# Classifieds > Births, Deaths & Marriages >  Happy Birthday Bobinovich

## Moira

Many happy returns.  Hope you had a great day. Miss you on the forums.

----------


## poppett

Belated birthday greetings from myself and Mr Poppett.

Hope you had a lovely day and were spoiled rotten.

----------


## sassylass

I hope you had a happy birthday.

----------


## canuck

Hope you had a good day.
And now go and have a great year.

----------


## Fran

Have a great day and a good birthday

----------


## Torvaig

This is the longest birthday I've ever seen!

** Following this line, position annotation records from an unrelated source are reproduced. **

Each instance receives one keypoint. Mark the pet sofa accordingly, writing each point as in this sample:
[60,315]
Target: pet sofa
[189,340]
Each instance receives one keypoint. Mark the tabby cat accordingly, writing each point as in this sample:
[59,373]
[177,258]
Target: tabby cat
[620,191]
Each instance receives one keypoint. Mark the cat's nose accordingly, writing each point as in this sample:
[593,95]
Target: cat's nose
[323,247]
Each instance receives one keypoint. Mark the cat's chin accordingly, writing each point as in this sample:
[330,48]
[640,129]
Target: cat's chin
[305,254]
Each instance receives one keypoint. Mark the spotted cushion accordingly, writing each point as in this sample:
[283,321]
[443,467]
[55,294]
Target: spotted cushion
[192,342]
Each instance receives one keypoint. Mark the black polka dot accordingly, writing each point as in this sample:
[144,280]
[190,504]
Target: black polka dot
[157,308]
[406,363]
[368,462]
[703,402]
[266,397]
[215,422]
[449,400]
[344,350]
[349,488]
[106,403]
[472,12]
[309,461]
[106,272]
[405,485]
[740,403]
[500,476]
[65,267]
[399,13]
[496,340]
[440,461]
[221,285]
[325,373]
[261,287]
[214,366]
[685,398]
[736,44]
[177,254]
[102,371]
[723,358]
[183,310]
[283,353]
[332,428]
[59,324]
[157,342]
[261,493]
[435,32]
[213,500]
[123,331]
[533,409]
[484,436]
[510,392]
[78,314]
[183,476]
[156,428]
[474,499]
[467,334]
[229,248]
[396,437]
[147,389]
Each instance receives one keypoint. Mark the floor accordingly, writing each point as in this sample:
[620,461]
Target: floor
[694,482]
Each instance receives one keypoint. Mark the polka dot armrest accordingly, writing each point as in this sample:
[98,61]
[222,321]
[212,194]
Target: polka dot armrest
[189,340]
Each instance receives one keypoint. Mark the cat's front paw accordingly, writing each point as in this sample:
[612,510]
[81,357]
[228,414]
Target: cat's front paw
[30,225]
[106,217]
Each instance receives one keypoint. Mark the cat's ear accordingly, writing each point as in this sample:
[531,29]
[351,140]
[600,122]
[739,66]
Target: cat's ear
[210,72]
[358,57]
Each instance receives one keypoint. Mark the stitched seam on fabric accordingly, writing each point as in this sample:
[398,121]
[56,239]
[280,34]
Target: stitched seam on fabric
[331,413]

Happy Birthday Bobs!   :Wink:

----------


## trinkie

And it goes on....
Many Happy Returns,  I hope you had a great day.
Like Moira, I miss you on the forum too - yours was always a name I read.
Keep on Bobbin....
Trinkie

----------


## Bobinovich

Good grief lol was just nonchalantly scrolling through the forums and spied my name!  With the speedy pace of life at present my birthday seems so long ago now, but yes it was was a very nice relaxing day thanks.  As some have pointed out I don't frequent the Org as much, just dropping in with a point here and there - thesedays, like many, I find the immediacy of Facebook more appealing, as well as the fact that you're conversing with those whose opinion really matters to you.  Anyhoo thanks again for the wishes and thoughts ladies  :Grin:

----------


## Moira

Good answer Bob, but I'll bet if I'd mentioned in my OP that I'd made you an Orkney Fudge Cheesecake, you'd have replied sooner.  :Wink: 

Glad you had a good day.  

What's this Facebook lark then??  Can you pick your relations as well as your friends on there?!

----------


## canuck

Moira, we would all respond promptly to your Orkney Fudge Cheesecake!

----------


## Bobinovich

That's just cruel mentioning the 'C' word Moira, let alone putting 'O' & 'F' in front of it, CRUEL I tells ya!!

----------


## Moira

I'll make sure you get a share of the next one Bob.  I know where you are and that's a promise, not a threat.  :Smile:

----------